Sketch the region enclosed by the given curves. Decide whether to integrate with respect to x or y. Draw a typical approximating rectangle and label its height and width.

http://www.webassign.net/www28/symImages/2/b/4def6fad2db11c7dd01c3a136b1fba.gif


Then find the area S of the region.


1. How do i know whether to integrate with respect to x or y?


2. is 2/x the same thing as x^-2 ?? (if not how do i rewrite it) ?


help.

i graphed it and didn't know what to do with the x = 7.

 

[Office_Shredder]

x=7 is going to be a vertical line, all points of the form (7,y).

You can integrate with respect to either x or y, try writing both integrals out and see which one looks easier

$$\frac{2}{x} =/= x^{-2}$$ I don't know why you would think that... $$\frac{2}{x} = 2* \frac{1}{x}$$ If you're unsure of how fractions and exponentials work this is going to be a difficult problem to solve

 

[HallsofIvy]

I would start by determining where the two graphs intersect.
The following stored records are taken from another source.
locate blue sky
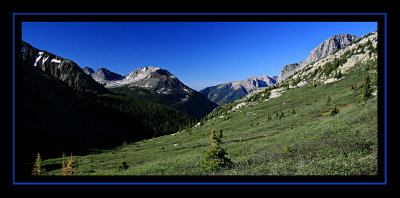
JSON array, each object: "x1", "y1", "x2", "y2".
[{"x1": 22, "y1": 22, "x2": 377, "y2": 90}]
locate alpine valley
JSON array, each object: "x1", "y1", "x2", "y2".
[
  {"x1": 17, "y1": 31, "x2": 379, "y2": 177},
  {"x1": 82, "y1": 66, "x2": 218, "y2": 119}
]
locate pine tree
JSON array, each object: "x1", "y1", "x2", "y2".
[
  {"x1": 117, "y1": 158, "x2": 129, "y2": 171},
  {"x1": 279, "y1": 111, "x2": 284, "y2": 119},
  {"x1": 329, "y1": 104, "x2": 339, "y2": 116},
  {"x1": 32, "y1": 152, "x2": 45, "y2": 176},
  {"x1": 326, "y1": 96, "x2": 331, "y2": 105},
  {"x1": 218, "y1": 129, "x2": 223, "y2": 140},
  {"x1": 62, "y1": 153, "x2": 79, "y2": 176},
  {"x1": 360, "y1": 74, "x2": 373, "y2": 104},
  {"x1": 200, "y1": 129, "x2": 231, "y2": 173}
]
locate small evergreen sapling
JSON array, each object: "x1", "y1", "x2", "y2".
[
  {"x1": 62, "y1": 153, "x2": 79, "y2": 176},
  {"x1": 326, "y1": 96, "x2": 331, "y2": 105},
  {"x1": 117, "y1": 158, "x2": 130, "y2": 171},
  {"x1": 32, "y1": 152, "x2": 45, "y2": 176},
  {"x1": 284, "y1": 145, "x2": 292, "y2": 155},
  {"x1": 329, "y1": 105, "x2": 339, "y2": 116},
  {"x1": 279, "y1": 111, "x2": 284, "y2": 119},
  {"x1": 200, "y1": 129, "x2": 232, "y2": 173},
  {"x1": 360, "y1": 74, "x2": 373, "y2": 104}
]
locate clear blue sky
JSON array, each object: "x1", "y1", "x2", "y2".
[{"x1": 22, "y1": 22, "x2": 377, "y2": 90}]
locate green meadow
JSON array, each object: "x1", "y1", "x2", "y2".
[{"x1": 41, "y1": 59, "x2": 378, "y2": 176}]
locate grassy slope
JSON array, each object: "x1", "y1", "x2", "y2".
[{"x1": 42, "y1": 60, "x2": 378, "y2": 176}]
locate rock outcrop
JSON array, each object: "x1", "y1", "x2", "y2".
[{"x1": 278, "y1": 33, "x2": 358, "y2": 83}]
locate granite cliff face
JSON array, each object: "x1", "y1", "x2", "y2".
[
  {"x1": 199, "y1": 75, "x2": 278, "y2": 105},
  {"x1": 278, "y1": 33, "x2": 358, "y2": 83},
  {"x1": 21, "y1": 41, "x2": 110, "y2": 94},
  {"x1": 301, "y1": 33, "x2": 358, "y2": 66}
]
Where is
$$y= \frac{2}{x}= \frac{2}{x^2}$$?

Now, if y is a number between those two y values, for what x values is y= 1/x or y= 1/x²?
If x is number between the two x-values of the intersection points, what are y= 1/x and y= 1/x²?
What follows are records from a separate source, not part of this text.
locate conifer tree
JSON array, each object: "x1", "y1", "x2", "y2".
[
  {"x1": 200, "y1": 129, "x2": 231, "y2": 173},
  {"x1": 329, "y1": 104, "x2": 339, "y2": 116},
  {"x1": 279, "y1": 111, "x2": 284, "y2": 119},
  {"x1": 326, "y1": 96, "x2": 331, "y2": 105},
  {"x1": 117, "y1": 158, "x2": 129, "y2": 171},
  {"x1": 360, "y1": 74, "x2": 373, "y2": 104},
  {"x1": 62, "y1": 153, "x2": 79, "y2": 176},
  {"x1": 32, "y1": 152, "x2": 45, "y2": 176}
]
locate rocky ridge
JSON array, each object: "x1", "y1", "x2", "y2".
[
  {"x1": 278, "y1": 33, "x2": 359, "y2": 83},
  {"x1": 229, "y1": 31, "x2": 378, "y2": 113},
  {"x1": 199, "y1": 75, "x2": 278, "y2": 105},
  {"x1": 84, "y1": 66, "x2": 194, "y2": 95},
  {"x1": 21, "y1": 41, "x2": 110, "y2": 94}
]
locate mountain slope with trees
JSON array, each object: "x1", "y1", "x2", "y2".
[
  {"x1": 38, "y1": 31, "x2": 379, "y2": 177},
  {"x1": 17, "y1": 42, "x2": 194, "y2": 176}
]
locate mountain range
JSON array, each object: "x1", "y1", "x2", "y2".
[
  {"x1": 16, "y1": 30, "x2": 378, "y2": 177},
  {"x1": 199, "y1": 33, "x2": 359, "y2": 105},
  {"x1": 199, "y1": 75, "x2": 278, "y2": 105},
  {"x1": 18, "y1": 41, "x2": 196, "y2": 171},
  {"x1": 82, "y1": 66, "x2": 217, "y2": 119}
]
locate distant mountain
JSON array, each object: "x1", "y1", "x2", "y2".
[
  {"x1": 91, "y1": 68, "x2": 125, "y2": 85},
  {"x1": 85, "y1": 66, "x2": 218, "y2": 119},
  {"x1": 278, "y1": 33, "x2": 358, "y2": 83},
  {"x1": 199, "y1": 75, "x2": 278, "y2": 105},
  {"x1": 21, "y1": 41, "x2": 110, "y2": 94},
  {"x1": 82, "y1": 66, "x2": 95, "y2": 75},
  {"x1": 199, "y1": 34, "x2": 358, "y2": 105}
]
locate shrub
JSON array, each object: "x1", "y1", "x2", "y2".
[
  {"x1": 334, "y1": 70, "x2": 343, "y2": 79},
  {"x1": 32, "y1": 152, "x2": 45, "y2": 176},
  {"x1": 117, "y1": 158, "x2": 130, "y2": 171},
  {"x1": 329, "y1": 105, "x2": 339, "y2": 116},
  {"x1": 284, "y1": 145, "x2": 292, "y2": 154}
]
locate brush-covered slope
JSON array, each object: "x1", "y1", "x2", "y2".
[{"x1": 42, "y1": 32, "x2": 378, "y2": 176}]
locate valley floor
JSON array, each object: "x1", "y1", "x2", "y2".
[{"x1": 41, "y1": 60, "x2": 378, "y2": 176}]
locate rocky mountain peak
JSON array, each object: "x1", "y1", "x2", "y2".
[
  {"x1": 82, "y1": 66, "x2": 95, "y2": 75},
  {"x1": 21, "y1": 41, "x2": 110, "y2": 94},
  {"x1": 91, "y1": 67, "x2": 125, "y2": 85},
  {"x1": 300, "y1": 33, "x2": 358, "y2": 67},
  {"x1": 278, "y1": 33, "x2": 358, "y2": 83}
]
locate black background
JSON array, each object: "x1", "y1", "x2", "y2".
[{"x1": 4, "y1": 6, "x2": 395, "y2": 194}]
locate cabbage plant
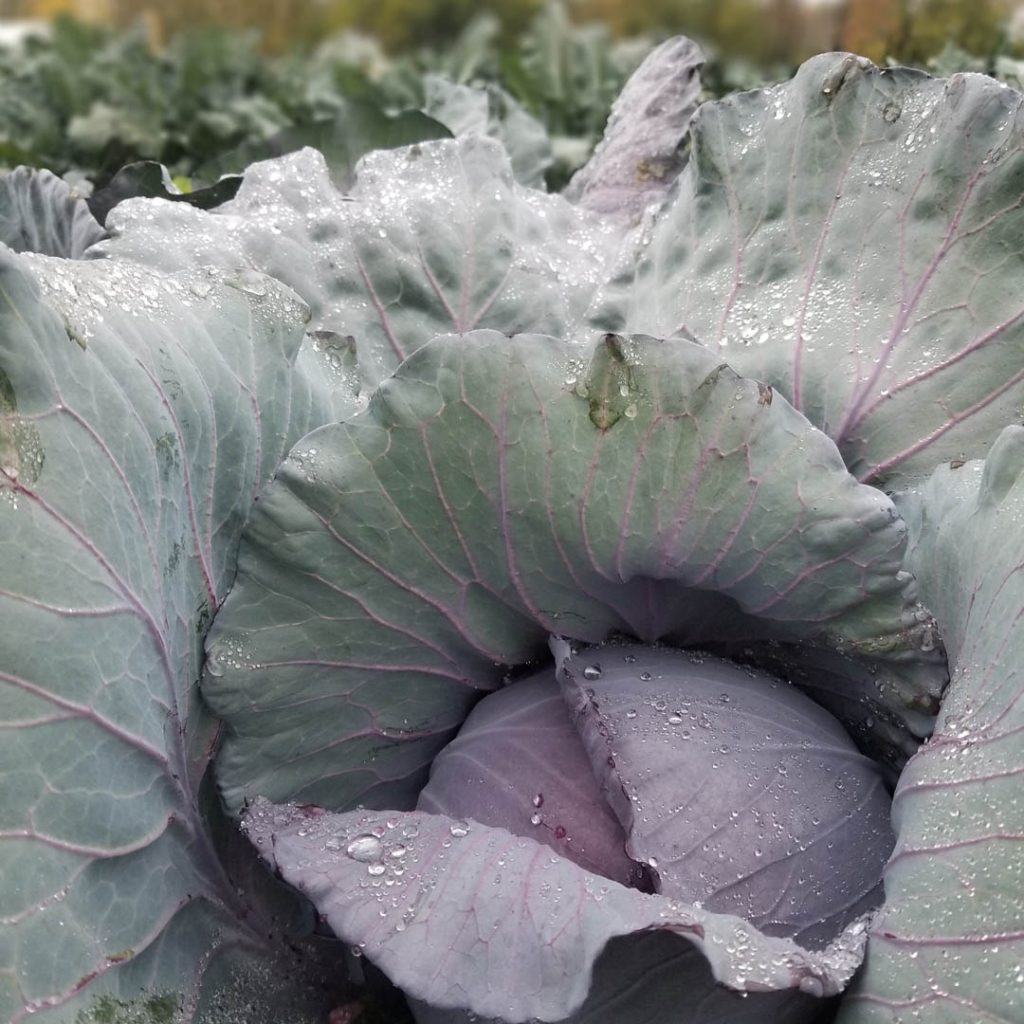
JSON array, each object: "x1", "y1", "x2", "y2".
[{"x1": 1, "y1": 39, "x2": 1023, "y2": 1024}]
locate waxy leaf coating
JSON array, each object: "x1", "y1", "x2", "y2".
[
  {"x1": 8, "y1": 36, "x2": 1014, "y2": 1023},
  {"x1": 423, "y1": 75, "x2": 553, "y2": 189}
]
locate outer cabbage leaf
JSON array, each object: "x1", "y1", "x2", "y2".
[
  {"x1": 92, "y1": 137, "x2": 623, "y2": 395},
  {"x1": 601, "y1": 53, "x2": 1024, "y2": 483},
  {"x1": 836, "y1": 428, "x2": 1024, "y2": 1023},
  {"x1": 0, "y1": 247, "x2": 334, "y2": 1021},
  {"x1": 242, "y1": 798, "x2": 868, "y2": 1023},
  {"x1": 0, "y1": 167, "x2": 105, "y2": 257},
  {"x1": 203, "y1": 329, "x2": 938, "y2": 817},
  {"x1": 564, "y1": 36, "x2": 703, "y2": 221}
]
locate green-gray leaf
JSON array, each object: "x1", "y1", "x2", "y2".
[
  {"x1": 0, "y1": 247, "x2": 332, "y2": 1021},
  {"x1": 92, "y1": 137, "x2": 624, "y2": 395},
  {"x1": 0, "y1": 167, "x2": 105, "y2": 257},
  {"x1": 600, "y1": 54, "x2": 1024, "y2": 484},
  {"x1": 838, "y1": 429, "x2": 1024, "y2": 1023},
  {"x1": 203, "y1": 330, "x2": 938, "y2": 816}
]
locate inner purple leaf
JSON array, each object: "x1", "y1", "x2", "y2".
[
  {"x1": 417, "y1": 669, "x2": 654, "y2": 891},
  {"x1": 421, "y1": 640, "x2": 894, "y2": 952},
  {"x1": 555, "y1": 642, "x2": 895, "y2": 949}
]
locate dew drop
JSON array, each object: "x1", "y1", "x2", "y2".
[
  {"x1": 449, "y1": 821, "x2": 471, "y2": 838},
  {"x1": 582, "y1": 665, "x2": 603, "y2": 680},
  {"x1": 227, "y1": 269, "x2": 267, "y2": 297},
  {"x1": 346, "y1": 834, "x2": 384, "y2": 862}
]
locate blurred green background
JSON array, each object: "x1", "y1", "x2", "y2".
[
  {"x1": 2, "y1": 0, "x2": 1022, "y2": 197},
  {"x1": 2, "y1": 0, "x2": 1020, "y2": 65}
]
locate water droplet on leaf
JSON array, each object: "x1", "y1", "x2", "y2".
[{"x1": 346, "y1": 834, "x2": 384, "y2": 862}]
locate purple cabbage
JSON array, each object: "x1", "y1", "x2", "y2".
[{"x1": 421, "y1": 644, "x2": 894, "y2": 951}]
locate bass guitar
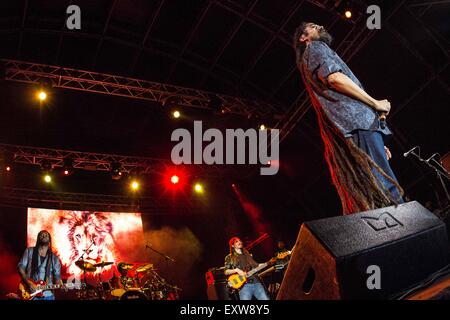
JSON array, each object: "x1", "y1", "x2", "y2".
[{"x1": 227, "y1": 261, "x2": 272, "y2": 290}]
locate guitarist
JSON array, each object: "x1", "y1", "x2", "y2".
[
  {"x1": 267, "y1": 240, "x2": 292, "y2": 298},
  {"x1": 273, "y1": 240, "x2": 291, "y2": 273},
  {"x1": 17, "y1": 230, "x2": 64, "y2": 300},
  {"x1": 224, "y1": 237, "x2": 269, "y2": 300}
]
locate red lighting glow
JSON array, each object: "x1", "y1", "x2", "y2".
[
  {"x1": 27, "y1": 208, "x2": 145, "y2": 284},
  {"x1": 171, "y1": 175, "x2": 179, "y2": 184},
  {"x1": 163, "y1": 168, "x2": 187, "y2": 192}
]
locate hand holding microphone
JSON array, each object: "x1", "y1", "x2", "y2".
[{"x1": 374, "y1": 99, "x2": 391, "y2": 129}]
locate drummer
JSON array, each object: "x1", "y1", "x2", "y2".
[{"x1": 113, "y1": 262, "x2": 139, "y2": 289}]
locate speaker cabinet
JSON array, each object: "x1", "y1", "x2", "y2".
[{"x1": 277, "y1": 201, "x2": 450, "y2": 299}]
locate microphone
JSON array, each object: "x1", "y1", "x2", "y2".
[
  {"x1": 404, "y1": 146, "x2": 419, "y2": 158},
  {"x1": 379, "y1": 112, "x2": 386, "y2": 129}
]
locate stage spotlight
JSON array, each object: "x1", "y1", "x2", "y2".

Which of those is easier to integrate?

 

[Princeofdark]

i set the = and i think i got (0,1) is that right?

and I am not following the second part, sorry.

 

[HallsofIvy]

i set the = and i think i got (0,1) is that right?

and I am not following the second part, sorry.

No, that's not right. How did you do it? Did you put x= 0 and x= 1 back into the equation to check?